This simple ground beef and veggie skillet is a balanced, high-protein meal that’s quick to make and full of nutrients. Great for meal prep, low-carb diets, or an easy weeknight dinner.


Ingredients

Scale

1 pound lean ground beef (90% lean or higher)

1 tablespoon olive oil

1 bell pepper, chopped

1 zucchini, chopped

1 small onion, diced

2 cloves garlic, minced

1/2 teaspoon salt

1/2 teaspoon black pepper

1/2 teaspoon smoked paprika

1/4 teaspoon dried oregano

1 cup baby spinach (optional)


Instructions

1. In a large skillet, heat olive oil over medium heat. Add onion and cook for 2–3 minutes.
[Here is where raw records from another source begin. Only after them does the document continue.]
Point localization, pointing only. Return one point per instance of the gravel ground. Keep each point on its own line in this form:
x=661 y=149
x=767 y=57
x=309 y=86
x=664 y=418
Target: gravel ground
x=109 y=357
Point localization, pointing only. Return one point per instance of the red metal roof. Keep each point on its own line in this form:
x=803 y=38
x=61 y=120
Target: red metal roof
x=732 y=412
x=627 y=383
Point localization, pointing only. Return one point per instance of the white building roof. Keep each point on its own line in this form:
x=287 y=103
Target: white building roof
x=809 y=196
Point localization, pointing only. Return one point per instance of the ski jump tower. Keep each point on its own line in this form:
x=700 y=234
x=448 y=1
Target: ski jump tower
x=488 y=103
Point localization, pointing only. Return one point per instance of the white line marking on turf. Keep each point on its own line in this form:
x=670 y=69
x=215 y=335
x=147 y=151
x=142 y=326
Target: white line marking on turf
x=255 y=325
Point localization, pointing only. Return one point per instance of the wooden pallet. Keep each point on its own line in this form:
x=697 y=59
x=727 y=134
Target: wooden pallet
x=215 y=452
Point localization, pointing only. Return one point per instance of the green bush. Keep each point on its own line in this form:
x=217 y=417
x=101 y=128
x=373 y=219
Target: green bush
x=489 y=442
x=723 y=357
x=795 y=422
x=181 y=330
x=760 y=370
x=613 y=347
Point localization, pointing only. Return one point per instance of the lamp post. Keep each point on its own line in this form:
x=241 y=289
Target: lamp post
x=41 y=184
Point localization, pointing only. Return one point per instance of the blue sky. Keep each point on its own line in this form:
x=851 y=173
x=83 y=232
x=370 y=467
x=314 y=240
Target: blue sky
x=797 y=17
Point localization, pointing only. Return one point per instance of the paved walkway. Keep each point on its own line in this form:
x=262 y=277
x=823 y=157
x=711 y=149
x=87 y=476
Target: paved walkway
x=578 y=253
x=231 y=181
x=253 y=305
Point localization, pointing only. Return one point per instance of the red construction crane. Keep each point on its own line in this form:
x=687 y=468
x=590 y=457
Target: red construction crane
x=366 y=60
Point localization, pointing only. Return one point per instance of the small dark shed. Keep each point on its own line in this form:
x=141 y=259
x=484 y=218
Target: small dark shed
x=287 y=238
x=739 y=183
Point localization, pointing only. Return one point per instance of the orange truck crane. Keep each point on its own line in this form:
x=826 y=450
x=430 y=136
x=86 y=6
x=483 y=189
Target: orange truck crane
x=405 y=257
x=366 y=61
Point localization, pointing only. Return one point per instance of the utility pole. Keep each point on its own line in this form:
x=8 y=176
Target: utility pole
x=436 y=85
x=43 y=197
2. Add ground beef, breaking it up with a spatula. Cook until browned and cooked through.

3. Stir in garlic, bell pepper, zucchini, and all seasonings. Cook for 5–7 minutes until vegetables are tender.

4. Stir in spinach and cook until wilted, about 1 minute.

5. Taste and adjust seasoning if needed. Serve hot or store for meal prep.

Notes

Use extra-lean beef to lower saturated fat and calories.

This recipe is naturally gluten-free and low-carb.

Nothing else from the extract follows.